И если даже я всего лишь повод отомстить, то пусть будет так, потому что я еще никогда не испытывала такой противоречивой смеси чувств к парню, да и вряд ли испытаю.
Он целует меня жадно, властно, почти жестоко, словно наказывая за то, кто я, за мою фамилию, даже наврал мне, глупый. Глупый, обиженный мальчик в великолепном теле мужчины.
Головка, горячая, гладкая, сухая пытается проникнуть в меня. Я напрягаюсь, впервые осознавая, что его член немаленьких размером попытается вместиться в меня. Он давит сильнее, а я глаза распахиваю, поцелуй прерываю, хочу притормозить, потому что у него планов быть нежным точно нет. Он, не церемонясь, толкается в меня, несмотря на то, что я в него упираюсь, шепчу:
— Стой, больно.
Он снова целует меня и сильнее давит, почти разрывая меня надвое. Я вся сжимаюсь, пытаясь привыкнуть к этой боли, он она только усиливается, с тем, как Богдан толкается сильнее. До самого конца.
— Больно, скотина ты такая! Мне больно!
— Так может ты расслабишься, или член мне оторвать хочешь, — шипит он и рвано дышит, я вздрагиваю от капли пота на шее. — Расслабься.
— Давай я тебе кочергу в зад вставлю и предложу расслабиться.
— Я еще не готов к таким близким отношениям, — еле выговаривает он, полностью опускаясь на меня, входя своей кувалдой до самого конца. И я кричу, реву, а он мне рот закрывает, слезы слизывает. — Да потерпи ты, должно пройти.
— А не проходит, — ною я, ладонь его кусая, а он выдыхает хрипло и пытается член достать, а мне еще больнее. — Отрастят себе чудовищ, а потом девушек невинных насилуют.
— Ну уже и не невинных, — целует он меня снова и двигаться пытается, а я челюсти сжимаю. Пытаюсь хоть как-то к ощущению привыкнуть, когда тебя рвут изнутри.
И тут в дверь стучат так громко, что мы вздрагиваем.
— Лом! Там Костян приехал. Утро уже, пора Самсонову звонить.
Утро? Темно же было!
Богдан словно вспоминает что-то, пытается встать, а я в него вцепляюсь.
— И ты меня так оставишь?
— Ну я еще вернусь, не переживай. Закончим начатое, — он еле выходит. — Да не дуйся, все равно нормально потрахаться не получится. Сходи в душ. Сейчас заживет все. Эй!

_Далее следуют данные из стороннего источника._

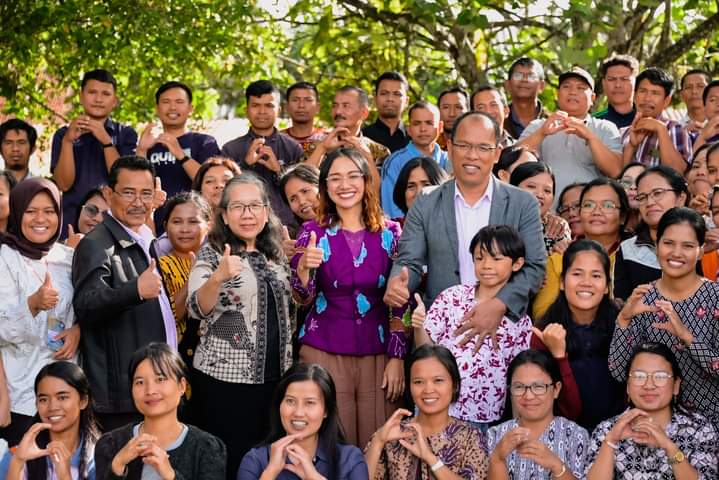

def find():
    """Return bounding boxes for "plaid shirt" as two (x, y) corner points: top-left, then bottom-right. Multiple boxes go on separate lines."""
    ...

В него летит подушка, затем лампа прикроватная, которая разбивается об дверь Книги, что рядом с кроватью лежат.
— Больная что ли?!
— Да свали ты уже к своим Димам и Костям, а меня в покое оставь!
— Аня!
Я чувствую, как ярость и обида, смешенные с болью, внутренности скручивают. Отворачиваюсь от этого бесчувственного гондона, желая только того, чтобы он остался и погладил меня, обнял, сказал, что я еще получу удовольствие и это только первый раз, а он… Придурок. Дверью хлопает, еще и кидая мне напоследок:
— Истеричка.
Лучше бы он меня изнасиловал. Лучше бы я сопротивлялась, так я хотя бы не ощущала себя виноватой во всем. В том, как мне больно, в том, что я отдала ему так просто столь дорогое и ценное.
Блин, какая же я дура, — утыкаюсь в подушку и вою белугой.
12. Глава 12.
*** Богдан ***
Деньги важнее всего. Месть важнее всего. Цель важнее всего. Именно эту молитву я шепчу себе как безумный, пока хватаю джинсы, футболку, кроссовки и бегу вон. От ее запаха. От тела, что казалось созданием дьявола. От глаз, что так просили не делать больно. От ощущений внутри нее, когда единственное желание — чтобы это никогда не заканчивалось. Блять, блять, блять. Ведь знал, что не надо ее трогать, знал, что не стоит вестись на соблазнительную грудь, которую сотни раз представлял в своих фантазиях, на плоский животик с аккуратненьким пупочком. От розовой развилки, покрытой мягкой порослью. Сука. И почему Самсонова? Еще никогда соблазн остаться с телкой, а не бежать по делам, не был столь сильным. Но я пересилил себя, оставил это яблоко раздора одну, чтобы не думала, что она своим телом способна заставить меня свернуть с пути истинного.